In the fruit world, the mango is the popular one that always gets picked first for the fruit bowl and the one who everyone wants to hang out with. And with good reason! Sometimes known as the King of Fruits, mangoes are full of sweet juicy deliciousness that is hard to resist.
Mangoes flourish in warm sunny climates, including Florida, The Philippines and The Caribbean, but by far the largest producer of mangoes is India, contributing a whopping 50 per cent to global consumption. Exceptionally sweet, rich and smooth, Indian mangoes are among the finest in the world and an old part of Indian culture and identity. In fact, the mango is so highly prized in Indian culture that it is the inspiration behind the paisley pattern, designed centuries ago by Indian silk merchants and still admired today.
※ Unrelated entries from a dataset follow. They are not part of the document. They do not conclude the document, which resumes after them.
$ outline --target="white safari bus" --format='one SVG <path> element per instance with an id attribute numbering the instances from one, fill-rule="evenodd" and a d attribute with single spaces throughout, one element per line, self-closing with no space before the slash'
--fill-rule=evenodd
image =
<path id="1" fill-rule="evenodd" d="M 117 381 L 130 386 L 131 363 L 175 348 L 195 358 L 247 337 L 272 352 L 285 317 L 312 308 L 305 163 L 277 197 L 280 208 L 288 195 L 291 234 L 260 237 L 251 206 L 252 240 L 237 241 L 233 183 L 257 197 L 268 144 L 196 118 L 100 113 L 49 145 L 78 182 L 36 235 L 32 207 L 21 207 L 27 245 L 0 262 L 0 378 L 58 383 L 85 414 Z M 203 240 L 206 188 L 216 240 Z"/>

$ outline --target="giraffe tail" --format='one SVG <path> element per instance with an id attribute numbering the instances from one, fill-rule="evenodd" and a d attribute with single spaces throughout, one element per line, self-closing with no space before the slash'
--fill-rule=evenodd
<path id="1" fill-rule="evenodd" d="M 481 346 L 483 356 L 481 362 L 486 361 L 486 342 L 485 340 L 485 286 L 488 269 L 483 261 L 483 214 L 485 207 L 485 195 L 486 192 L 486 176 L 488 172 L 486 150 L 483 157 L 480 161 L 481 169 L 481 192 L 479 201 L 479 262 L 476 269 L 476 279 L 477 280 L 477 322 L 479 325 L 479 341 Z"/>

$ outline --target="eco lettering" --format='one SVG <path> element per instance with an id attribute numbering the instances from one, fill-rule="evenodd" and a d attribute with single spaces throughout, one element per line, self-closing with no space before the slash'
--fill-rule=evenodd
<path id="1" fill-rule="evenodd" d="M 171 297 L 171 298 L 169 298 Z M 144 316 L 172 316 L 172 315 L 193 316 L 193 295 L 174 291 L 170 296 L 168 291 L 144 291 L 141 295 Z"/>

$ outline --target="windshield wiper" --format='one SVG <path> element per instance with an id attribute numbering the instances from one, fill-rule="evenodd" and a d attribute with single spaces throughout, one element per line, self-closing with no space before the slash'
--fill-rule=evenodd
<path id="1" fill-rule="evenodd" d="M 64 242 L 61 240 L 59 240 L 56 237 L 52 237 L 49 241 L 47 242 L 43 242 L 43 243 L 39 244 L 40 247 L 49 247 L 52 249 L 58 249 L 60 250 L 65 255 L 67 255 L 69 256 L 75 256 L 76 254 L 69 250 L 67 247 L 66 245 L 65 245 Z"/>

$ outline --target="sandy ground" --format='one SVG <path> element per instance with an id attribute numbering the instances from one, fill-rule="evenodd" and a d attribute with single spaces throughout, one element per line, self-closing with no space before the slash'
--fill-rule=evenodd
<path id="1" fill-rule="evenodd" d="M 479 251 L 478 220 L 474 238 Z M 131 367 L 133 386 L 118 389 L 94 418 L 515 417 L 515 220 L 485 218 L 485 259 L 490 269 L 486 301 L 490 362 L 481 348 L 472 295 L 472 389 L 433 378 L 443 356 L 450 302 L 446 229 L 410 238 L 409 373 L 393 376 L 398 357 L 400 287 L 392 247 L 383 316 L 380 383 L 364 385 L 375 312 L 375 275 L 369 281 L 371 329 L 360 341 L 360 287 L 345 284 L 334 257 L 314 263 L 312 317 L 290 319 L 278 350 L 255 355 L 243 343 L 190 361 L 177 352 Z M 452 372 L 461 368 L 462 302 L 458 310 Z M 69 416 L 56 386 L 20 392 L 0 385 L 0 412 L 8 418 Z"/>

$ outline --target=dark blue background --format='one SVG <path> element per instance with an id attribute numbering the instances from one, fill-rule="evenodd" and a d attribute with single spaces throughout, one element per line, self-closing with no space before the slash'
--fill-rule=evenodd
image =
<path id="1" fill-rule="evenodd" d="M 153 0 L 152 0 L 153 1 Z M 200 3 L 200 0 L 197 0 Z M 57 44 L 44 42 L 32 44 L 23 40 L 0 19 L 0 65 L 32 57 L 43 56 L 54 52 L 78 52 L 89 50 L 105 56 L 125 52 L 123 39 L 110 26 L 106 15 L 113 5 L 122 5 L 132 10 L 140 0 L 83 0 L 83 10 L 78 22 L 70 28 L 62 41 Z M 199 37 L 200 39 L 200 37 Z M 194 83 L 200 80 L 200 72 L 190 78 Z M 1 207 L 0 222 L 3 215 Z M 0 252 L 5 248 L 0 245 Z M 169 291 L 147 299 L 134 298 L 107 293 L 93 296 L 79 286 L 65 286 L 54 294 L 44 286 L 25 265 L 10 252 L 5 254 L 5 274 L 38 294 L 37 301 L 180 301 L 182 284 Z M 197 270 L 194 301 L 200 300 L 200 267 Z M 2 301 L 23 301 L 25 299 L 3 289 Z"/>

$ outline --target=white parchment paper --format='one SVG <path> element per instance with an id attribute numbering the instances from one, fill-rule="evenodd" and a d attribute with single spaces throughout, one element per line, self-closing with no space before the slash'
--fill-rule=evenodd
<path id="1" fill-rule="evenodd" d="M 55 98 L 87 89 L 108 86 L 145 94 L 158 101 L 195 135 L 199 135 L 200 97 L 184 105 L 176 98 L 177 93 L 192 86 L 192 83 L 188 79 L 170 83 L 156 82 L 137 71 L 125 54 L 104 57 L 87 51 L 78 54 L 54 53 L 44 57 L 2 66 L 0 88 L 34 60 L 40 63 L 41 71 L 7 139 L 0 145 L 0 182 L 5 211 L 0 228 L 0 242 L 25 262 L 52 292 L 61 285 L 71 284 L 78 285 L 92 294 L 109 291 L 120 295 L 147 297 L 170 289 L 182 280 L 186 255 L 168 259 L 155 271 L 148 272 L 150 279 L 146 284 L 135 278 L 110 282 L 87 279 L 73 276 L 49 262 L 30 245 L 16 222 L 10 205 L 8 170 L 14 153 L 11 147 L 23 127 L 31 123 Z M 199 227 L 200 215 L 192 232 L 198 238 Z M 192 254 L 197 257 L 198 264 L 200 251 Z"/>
In addition to their fashion inspiration, mangoes are also at the top of the charts when it comes to health benefits, and their sumptuous tropical flavour makes it an easy choice. Packed into each mouthful are vitamins A, B and C, as well as fibre and antioxidants. And if that’s not enough, one cup of mango only equates to 100 calories, which is about the same as three squares of chocolate – we’ll let you make the decision!
However, not all mangoes are created equal and handling these tropical gems requires a bit of dexterity and know-how. There’s a relatively short season for fresh mangoes, and it is tempting to stock up, but make sure you choose wisely. Don’t merely rely on the colour, as this is only an indication of the variety and not ripeness. A ripe mango will give slightly under gentle pressure and will sometimes have a fruity aroma around the base of the stem. Keep unripe mangoes at room temperature, and they will become sweeter and softer over several days. Once ready to eat, you can store them in the fridge for a few days to slow down the ripening process. Do not panic if your mango becomes overripe – that can easily translate into mango purée, which is perfect for adding to smoothies or cheesecakes!
There are countless amazing recipes for using up mangoes, including ice cream, lassi or a homemade chutney, but there’s no argument that the best way is fresh and ripe, cut directly from the stone in big, juicy chunks. Mouth-watering!